As a climax to this brazen breach of undertakings, Livni’s number three, Amir Peretz, who had defected from the Labor Party because Shelley Yachimovitch was reluctant to unconditionally guarantee not to join a Netanyahu government, was mooted to be appointed Minister for the Environment.
Netanyahu’s impending coalition partners are likely to be the two haredi parties and the two-member Kadima party headed by Shaul Mofaz.
He will be gambling that Bayit Yehudi would oblige Bennett to terminate his alliance with Lapid and join the government. But if this fails to eventuate, he would remain with only 57 members, insufficient to form a government. His final fallback position would be to seduce Labor to join his government, which if realized, would result in the ultimate Alice in Wonderland government.
Netanyahu may reassure himself that due to the intransigency of the Palestinians, Livni’s negotiating role would be meaningless. He may also correctly anticipate that Livni would fulfill the role of Ehud Barak in the previous government and act as a fig leaf to those internationally who distrust him.
But he could have achieved the same result by cooperating with Lapid, a much more natural and convincing ally, and provided Livni with a minor role or relegated her to the opposition.
Even if he cobbles the required numbers to create a government, its survival would be dependent on the ongoing support of Livni, Bayit Yehudi and the haredim and it would be unlikely to survive long.

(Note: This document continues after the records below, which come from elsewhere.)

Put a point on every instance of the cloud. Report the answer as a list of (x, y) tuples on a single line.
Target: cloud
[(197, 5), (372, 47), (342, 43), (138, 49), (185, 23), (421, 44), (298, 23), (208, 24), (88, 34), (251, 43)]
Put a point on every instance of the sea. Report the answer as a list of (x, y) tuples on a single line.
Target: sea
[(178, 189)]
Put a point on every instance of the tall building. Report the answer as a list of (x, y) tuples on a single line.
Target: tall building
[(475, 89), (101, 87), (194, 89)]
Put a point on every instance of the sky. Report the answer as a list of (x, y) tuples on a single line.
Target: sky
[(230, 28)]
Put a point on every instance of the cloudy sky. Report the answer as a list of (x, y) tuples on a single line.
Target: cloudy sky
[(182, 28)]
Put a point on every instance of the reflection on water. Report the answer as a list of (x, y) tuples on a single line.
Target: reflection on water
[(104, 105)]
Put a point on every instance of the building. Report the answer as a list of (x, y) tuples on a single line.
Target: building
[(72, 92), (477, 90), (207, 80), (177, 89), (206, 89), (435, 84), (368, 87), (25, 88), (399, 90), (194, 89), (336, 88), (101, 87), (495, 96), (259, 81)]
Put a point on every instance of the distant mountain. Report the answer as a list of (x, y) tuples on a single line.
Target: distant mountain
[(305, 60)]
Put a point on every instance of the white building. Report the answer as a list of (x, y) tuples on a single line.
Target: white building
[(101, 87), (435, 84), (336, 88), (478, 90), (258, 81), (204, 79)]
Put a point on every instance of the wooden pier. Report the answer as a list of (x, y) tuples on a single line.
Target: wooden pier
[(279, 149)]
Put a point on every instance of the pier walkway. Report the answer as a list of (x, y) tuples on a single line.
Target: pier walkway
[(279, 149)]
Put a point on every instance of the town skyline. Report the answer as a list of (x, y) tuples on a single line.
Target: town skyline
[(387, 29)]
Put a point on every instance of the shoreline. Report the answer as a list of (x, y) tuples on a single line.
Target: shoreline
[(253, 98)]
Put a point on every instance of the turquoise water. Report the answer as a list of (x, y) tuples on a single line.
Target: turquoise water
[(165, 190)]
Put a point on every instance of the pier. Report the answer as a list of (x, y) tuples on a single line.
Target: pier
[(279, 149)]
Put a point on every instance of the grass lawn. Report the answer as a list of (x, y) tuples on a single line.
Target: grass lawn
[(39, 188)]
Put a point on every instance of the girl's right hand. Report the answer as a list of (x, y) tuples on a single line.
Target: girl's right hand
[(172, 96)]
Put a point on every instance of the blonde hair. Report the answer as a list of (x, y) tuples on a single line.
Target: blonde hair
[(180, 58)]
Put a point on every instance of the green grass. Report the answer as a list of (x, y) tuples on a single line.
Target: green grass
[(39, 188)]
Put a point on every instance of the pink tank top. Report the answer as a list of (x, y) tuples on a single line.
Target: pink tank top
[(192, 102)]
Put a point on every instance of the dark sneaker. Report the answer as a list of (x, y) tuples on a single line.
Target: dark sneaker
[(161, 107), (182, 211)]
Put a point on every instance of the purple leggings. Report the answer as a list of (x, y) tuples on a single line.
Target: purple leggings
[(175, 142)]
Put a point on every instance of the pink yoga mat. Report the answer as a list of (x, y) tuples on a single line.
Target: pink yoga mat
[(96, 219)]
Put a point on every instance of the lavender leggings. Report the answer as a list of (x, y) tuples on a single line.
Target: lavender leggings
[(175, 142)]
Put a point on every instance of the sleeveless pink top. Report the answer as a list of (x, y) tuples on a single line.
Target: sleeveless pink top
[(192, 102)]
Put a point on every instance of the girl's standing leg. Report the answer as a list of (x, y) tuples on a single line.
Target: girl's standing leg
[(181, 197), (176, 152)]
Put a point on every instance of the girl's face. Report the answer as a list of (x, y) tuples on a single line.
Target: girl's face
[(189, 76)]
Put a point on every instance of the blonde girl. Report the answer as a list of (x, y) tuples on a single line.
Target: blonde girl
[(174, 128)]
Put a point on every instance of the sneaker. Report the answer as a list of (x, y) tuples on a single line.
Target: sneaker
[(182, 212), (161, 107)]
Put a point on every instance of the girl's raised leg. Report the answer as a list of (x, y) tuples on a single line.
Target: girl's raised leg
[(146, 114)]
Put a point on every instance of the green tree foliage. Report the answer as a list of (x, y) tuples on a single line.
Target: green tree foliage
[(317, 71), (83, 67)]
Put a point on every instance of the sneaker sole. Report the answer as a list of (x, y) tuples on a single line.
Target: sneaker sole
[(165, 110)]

At ensuing polls, Israelis, already contemptuous of their politicians, will have been further repulsed by the manner in which Netanyahu dumped his natural allies and engaged in such crass political expediency. Voters are also likely to display their rage at Netanyahu for his failure to have used this unique opportunity to resolve the long festering haredi issue. Likud in such an election could well encounter a similar fate as Kadima.
The sad aspect of this is that despite the intense media demonization of Netanyahu – of which the hysteria over his ice cream budget is merely the latest example – his previous four-year term of office was, by and large, successful and he displayed genuine leadership qualities.

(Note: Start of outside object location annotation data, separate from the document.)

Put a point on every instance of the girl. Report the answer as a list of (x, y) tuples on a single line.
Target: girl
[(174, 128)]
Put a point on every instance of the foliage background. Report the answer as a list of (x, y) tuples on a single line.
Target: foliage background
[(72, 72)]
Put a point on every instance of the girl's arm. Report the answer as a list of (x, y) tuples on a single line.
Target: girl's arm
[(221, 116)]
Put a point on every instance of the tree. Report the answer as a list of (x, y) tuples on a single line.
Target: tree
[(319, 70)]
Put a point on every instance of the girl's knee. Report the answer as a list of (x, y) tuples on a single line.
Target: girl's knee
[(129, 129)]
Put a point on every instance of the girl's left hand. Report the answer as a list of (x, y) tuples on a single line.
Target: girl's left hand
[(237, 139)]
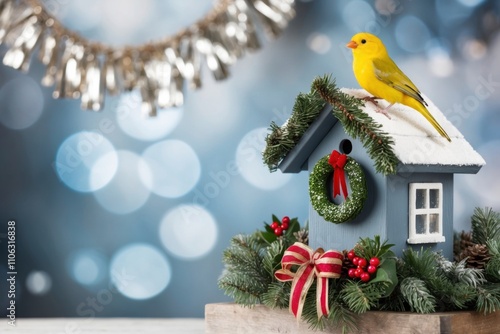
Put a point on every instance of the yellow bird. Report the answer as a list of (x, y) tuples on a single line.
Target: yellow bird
[(377, 73)]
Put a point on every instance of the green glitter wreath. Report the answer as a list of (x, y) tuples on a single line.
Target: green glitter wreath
[(353, 204)]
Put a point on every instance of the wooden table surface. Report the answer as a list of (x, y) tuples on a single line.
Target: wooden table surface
[(103, 325)]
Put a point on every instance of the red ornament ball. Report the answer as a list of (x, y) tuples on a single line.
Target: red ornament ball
[(362, 263), (365, 277), (374, 261)]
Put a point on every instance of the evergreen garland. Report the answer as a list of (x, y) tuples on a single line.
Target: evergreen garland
[(347, 109), (426, 281), (360, 125)]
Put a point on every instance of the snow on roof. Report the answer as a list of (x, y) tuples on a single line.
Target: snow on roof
[(416, 142)]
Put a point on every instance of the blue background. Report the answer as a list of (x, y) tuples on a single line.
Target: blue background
[(122, 216)]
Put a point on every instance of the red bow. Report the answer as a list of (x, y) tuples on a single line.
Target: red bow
[(321, 264), (338, 161)]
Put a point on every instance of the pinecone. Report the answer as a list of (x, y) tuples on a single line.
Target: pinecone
[(302, 236), (477, 256), (461, 242)]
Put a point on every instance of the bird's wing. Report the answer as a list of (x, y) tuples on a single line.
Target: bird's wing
[(389, 73)]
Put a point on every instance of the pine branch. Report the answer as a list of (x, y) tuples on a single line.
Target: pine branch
[(485, 225), (245, 278), (417, 295), (359, 125), (282, 139), (488, 300)]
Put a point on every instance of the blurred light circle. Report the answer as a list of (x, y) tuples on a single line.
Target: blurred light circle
[(188, 231), (76, 159), (360, 16), (319, 43), (471, 3), (87, 266), (174, 168), (135, 124), (22, 103), (38, 282), (412, 34), (140, 271), (440, 62), (79, 15), (474, 49), (125, 193), (250, 165)]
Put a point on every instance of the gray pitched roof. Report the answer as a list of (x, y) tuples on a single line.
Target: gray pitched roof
[(416, 142)]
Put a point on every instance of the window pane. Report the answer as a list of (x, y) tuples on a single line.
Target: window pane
[(434, 198), (420, 224), (420, 199), (434, 223)]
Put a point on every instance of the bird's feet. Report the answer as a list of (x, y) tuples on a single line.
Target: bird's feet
[(384, 110), (372, 99)]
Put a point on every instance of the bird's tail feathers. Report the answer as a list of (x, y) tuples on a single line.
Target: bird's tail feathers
[(428, 116)]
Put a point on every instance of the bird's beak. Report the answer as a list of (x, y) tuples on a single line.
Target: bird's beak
[(352, 45)]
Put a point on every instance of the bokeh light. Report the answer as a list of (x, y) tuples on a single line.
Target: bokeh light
[(125, 193), (174, 168), (140, 271), (188, 231), (412, 34), (359, 16), (38, 282), (135, 124), (22, 103), (250, 165), (77, 157), (87, 266), (319, 43)]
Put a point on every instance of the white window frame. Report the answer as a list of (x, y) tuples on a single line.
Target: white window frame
[(427, 237)]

He withstood the Obama onslaughts whilst retaining support of the U.S. Congress and American public. He singlehandedly transformed the Iranian nuclear threat into a global issue. And despite failure in the peace talks – entirely due to the Palestinian refusal to negotiate without preconditions – the level of terrorist activity during his term was at its lowest level since the intifada.
But over the past six months each of Netanyahu’s pre-electoral strategies has backfired. Time is now running out and if he continues in this manner, Yesh Atid could end up in the opposition. Should that happen and should the haredi imbroglio remain unresolved, Netanyahu’s legacy will be shattered. Even more critical, our nation will lack an effective government during these crucial times and we would soon face another round of elections which may result in the creation of a center left government for which Netanyahu would be entirely responsible.
The die is not yet cast. Our Prime Minister should immediately resume negotiations with Yesh Atid and Bayit Yehudi to create a broad national government which will enjoy the support of the vast majority of the nation and be enabled to effectively deal with the global and domestic issues facing us and act speedily in preperation for the impending visit to Israel of President Obama.
Isi Leibler lives in Jerusalem. He is a former president of the Executive Council of Australian Jewry.